SKYCovione has applied GSK's immune enhancer AS03 to strengthen immune response and induce high levels of neutralizing antibodies, the company said. SK Bioscience jointly developed the vaccine with the Institute for Protein Design at the University of Washington.
SK Bioscience explained that Bill & Melinda Gates Foundation and the Coalition for Epidemic Prevention and Vaccine (CEPI) had supported the development of SKYCovione from the initial development stage, helping to make the treatment an innovative product resulting from a global R&D network.
The company stressed that it had designed the vaccine so recipients could receive two doses in four weeks.
With the approval of SKYCovione, Korea has secured both a vaccine and a treatment, Celltrion's Regkirona, for Covid-19 when the government prepares for the endemic era and builds a national quarantine system in anticipation of another pandemic.
Korea is the third country worldwide, after the U.S. and the U.K., to have a homegrown Covid-19 vaccine and treatment.
Minister of Food and Drug Safety Oh Yu-kyoung also evaluated that SKYCovione, a vaccine developed by a Korean company following international review standards throughout the entire process from the development stage to clinical trials, production management, and final approval, has once again confirmed that Korea's license review capability is at an international level.
The company received approval for the vaccine after conducting a phase-3 clinical trial on about 4,000 adults in six countries -- Thailand, Vietnam, New Zealand, Ukraine, the Philippines, and Korea.

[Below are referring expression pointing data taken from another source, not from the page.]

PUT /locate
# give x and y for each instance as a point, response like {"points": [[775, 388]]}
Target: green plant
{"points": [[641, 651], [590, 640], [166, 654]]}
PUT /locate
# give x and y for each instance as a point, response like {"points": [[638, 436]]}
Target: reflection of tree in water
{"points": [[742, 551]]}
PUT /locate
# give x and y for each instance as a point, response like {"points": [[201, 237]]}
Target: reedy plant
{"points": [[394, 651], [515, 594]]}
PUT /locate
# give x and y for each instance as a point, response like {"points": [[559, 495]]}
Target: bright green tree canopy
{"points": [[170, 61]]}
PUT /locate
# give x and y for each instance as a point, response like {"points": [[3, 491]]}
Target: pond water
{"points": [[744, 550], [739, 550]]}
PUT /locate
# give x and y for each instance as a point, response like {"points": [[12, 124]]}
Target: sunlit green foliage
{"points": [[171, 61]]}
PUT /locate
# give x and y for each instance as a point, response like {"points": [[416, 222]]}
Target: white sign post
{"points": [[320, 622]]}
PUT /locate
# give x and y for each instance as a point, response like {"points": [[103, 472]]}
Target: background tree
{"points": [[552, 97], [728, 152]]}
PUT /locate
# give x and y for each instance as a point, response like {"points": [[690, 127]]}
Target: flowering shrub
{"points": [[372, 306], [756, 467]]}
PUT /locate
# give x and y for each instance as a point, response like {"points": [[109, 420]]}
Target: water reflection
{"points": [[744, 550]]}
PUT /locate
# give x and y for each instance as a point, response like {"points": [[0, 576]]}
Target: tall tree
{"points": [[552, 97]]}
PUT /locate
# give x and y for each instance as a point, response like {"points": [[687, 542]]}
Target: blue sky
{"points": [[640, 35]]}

When the company administered SKYCovione twice, the neutralizing antibody, which can induce a prophylactic effect by neutralizing the virus infectivity, was about 33 times higher than before the injection and three times higher than the control vaccine. The company had used AstraZeneca's vaccine as a control vaccine.
The antibody conversion rate, which refers to subjects whose neutralizing antibodies increased more than four times after vaccination, was also 98.06 percent.
Even in adults 65 years and older, SKYCovione's neutralizing antibody titer was 2.7 times higher than the control vaccine, and the antibody conversion rate exceeded 95 percent.
SK Bioscience plans to apply for emergency use approval to other countries to release SKYCovione in global markets.
The company also plans to prepare for the supply of vaccines through the COVAX Facility by promoting listing on the WHO Emergency Use List (EUL).
The company expects low- and middle-income countries to use SKYCovione actively, as it can be stored at 2-8 degrees Celsius for a long time, not requiring cryogenic facilities.
"The development of Korea's first Covid-19 vaccine owed to the efforts of the government, health authorities, global organizations and companies, research institutions, and our employees who have worked tirelessly to develop the vaccine," SK Bioscience CEO Ahn Jae-yong said. "We will continue working with various organizations based on our technology and production capacity to respond to new pandemics preemptively."
However, as the ministry has approved the vaccine for basic vaccination, it is currently uncertain whether Korea will be using the vaccine as a booster shot in preparation for a possible resurgence of the virus this fall.
“Clinical trials for booster vaccination are currently in progress, and we will develop a booster vaccination plan by comprehensively determining clinical effectiveness, safety, and need for booster vaccination in consultation with the health authorities,” Minister Oh said.
Oh also stressed that research is still ongoing as to whether this vaccine is effective against the Omicron variant.
The Ministry of Food and Drug Safety announced that it plans to use the vaccine under future vaccination plans in Korea and utilize it abroad after receiving approval from the World Health Organization (WHO).